Undeterred, Michael booked a flight to Cambodia to speak to Somaly in person about the project. Upon his arrival, he was directed to a hair salon, where he was told he would find Somaly. A fitting locale for their first meeting, Michael found himself at one of the Somaly Mam Foundation's vocational training sites, where former sex slaves receive job training to enter different industries, including the beauty industry.

Naturally, "I put down my bag and picked up a pair of scissors," said Michael, describing the crash course in Western haircutting he proceeded to give the girls. His partnership with the Somaly Mam Foundation solidified, the next step was recruiting the 55 prominent celebrities to be a part of The Lipstick Portraits, an arduous task at first, but according to Michael, when Susan Sarandon signed on for the project, it gained formidable momentum.

The exhibit features personalities ranging from Susan Sarandon to Dita Von Teese to model Selita Ebanks. In the photos, Michael explains, they've marked themselves with red lipstick as a sign of solidarity with girls forced to wear red lipstick while being sold as slaves. All of the profits from print sales, catalogues, and t-shirts support the Somaly Mam Foundation as well as raise awareness about a largely ignored issue amongst a powerful circle of influencers.

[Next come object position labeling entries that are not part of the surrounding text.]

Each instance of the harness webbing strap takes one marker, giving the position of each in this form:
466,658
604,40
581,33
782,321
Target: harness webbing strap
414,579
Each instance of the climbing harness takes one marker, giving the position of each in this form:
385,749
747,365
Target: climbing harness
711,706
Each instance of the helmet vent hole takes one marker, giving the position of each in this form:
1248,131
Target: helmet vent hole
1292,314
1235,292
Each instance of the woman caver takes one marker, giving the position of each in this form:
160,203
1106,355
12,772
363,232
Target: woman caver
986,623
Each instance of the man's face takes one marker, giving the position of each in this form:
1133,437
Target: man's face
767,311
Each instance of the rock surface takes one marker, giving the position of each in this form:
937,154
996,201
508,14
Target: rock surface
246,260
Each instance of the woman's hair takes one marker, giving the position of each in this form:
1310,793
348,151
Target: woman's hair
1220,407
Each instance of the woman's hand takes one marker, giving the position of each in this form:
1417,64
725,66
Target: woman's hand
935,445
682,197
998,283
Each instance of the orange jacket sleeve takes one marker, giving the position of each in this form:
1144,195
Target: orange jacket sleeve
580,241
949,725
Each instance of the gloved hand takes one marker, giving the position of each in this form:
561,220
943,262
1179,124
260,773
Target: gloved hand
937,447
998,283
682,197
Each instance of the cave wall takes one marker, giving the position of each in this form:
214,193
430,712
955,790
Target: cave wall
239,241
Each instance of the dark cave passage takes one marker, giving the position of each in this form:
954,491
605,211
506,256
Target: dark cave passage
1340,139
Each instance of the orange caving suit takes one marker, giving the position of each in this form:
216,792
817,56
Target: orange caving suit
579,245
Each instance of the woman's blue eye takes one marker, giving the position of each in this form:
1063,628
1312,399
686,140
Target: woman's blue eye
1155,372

Michael plans to continue his work in the international human rights sphere and strives to "motivate my whole industry to find ways to contribute."

Tonight, he is in Los Angeles to accept an award for the campaign from the Global Action Forum and next fall, he'll team up with the Body Shop to showcase The Lipstick Portraits during the Clinton Global Initiative to coincide with the delivery of their petition, signed by seven million supporters, to protect children from sex trafficking to heads of state and diplomats in attendance.